Чуть приоткрыв глаза, вижу мать, склоненную над плитой, ее торопливые движения, слышу негромкое бормотанье — она ругает плиту за медлительность и нерадивость. Острая спина с хребтом посредине. Узел седых волос. Полы замусоленного фартука. Опутанные венами руки с негнущимися пальцами. Сухая коричневая шея. Тонкие ноги в растянувшихся чулках. Моя мать… Наверняка она была когда-то иной, но я помню ее только в таком вот виде. Хотя на некоторых снимках, вставленных в одну большую темную раму, она совсем другая — веселая, молодая, с каким-то шалым взглядом. Снимок, видно, сделан в хорошую погоду, и у меня создалось такое чувство, будто молодость ее прошла при ясном солнце.

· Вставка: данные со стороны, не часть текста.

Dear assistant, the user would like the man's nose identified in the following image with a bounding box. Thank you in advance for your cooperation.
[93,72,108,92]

— Вася! — негромко зовет мать. — Вася, — она касается одеяла. — Колбаса остынет… Пора уж… Двадцать пять девятого… Вася!
— Ладно. Сейчас.
— Вот и хорошо. А я смотрю — жалко будить. Пусть, думаю, поспит.

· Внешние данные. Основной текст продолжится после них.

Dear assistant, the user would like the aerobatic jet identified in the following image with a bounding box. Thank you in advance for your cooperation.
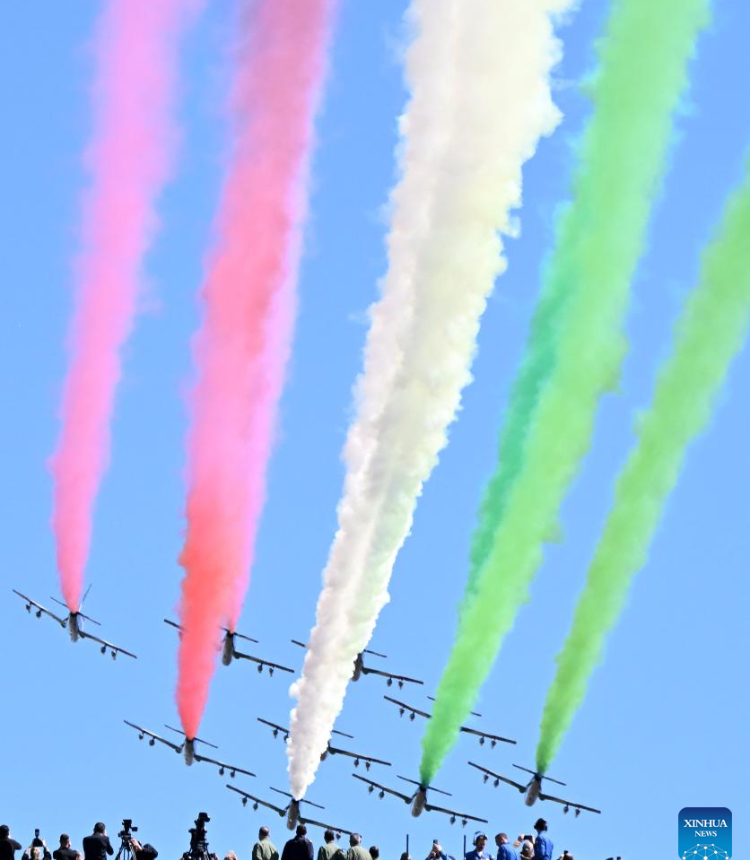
[13,588,137,660]
[257,717,391,770]
[292,639,424,689]
[123,720,255,779]
[469,761,601,818]
[352,773,489,827]
[227,785,351,838]
[383,696,516,748]
[164,618,294,676]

Мать суетится, накрывая на стол, сметает несуществующие крошки, снова, который раз, протирает вилку, неосторожно отрезанный вечером кусок хлеба переворачивает подсохшей стороной вниз — может, не замечу…
Встаю, отдергиваю занавеску.
За окном мелькают ноги прохожих, палки стариков, собачьи хвосты, кошачьи морды, ботинки, сапоги, валенки… Даже подолы не удостаивают нас своим вниманием. Только ноги. Вот размеренно прошли туфли на рубчатой подошве. Сейчас должны показаться красные босоножки на высоких каблуках. Что же это они?! Запаздывают? Или робеют? Они обычно не отстают от рубчатых подошв больше чем на двадцать метров. Ага, вот и они. Через несколько минут соломенным дирижаблем проплывает брюхо кошелки. Потом рядом со стариковскими шлепанцами пропорхнут тапочки ребенка. Ни разу не видел его лица, даже не знаю, мальчик это или девочка…

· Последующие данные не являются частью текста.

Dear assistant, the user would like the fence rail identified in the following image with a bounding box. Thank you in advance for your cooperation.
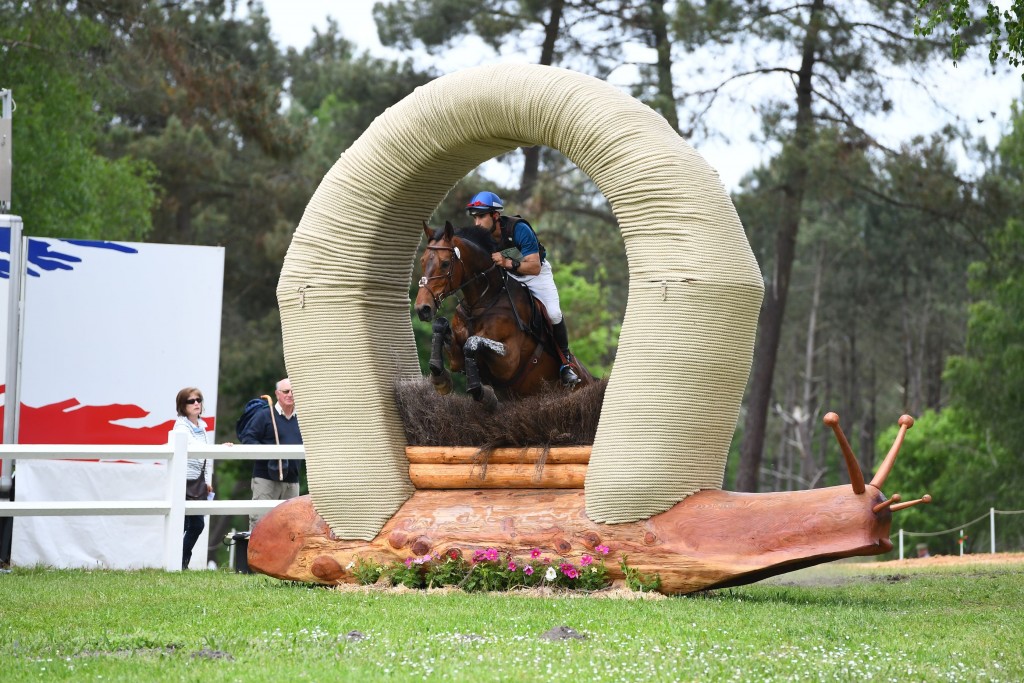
[0,432,1024,571]
[899,508,1024,559]
[0,432,306,571]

Каждый день начинается с того, что на уровне моих глаз проходят ноги. Отлично понимаю — надо же людям иногда куда-нибудь плюнуть, но, если остаются грязными окна, я чувствую плевок на своем лице. Сколько живу в этой комнате, столько чувствую себя попранным, распростертым на земле. Иногда охватывает страх, что мне оттопчут уши, что каблуки пригвоздят меня к булыжникам и я навсегда останусь лежать раздавленным окурком. А привычное бредовое состояние при болезни — это я, беспомощный, беззвучный, лежу на дороге, а вокруг гулко и опасно падают тяжелые шаги.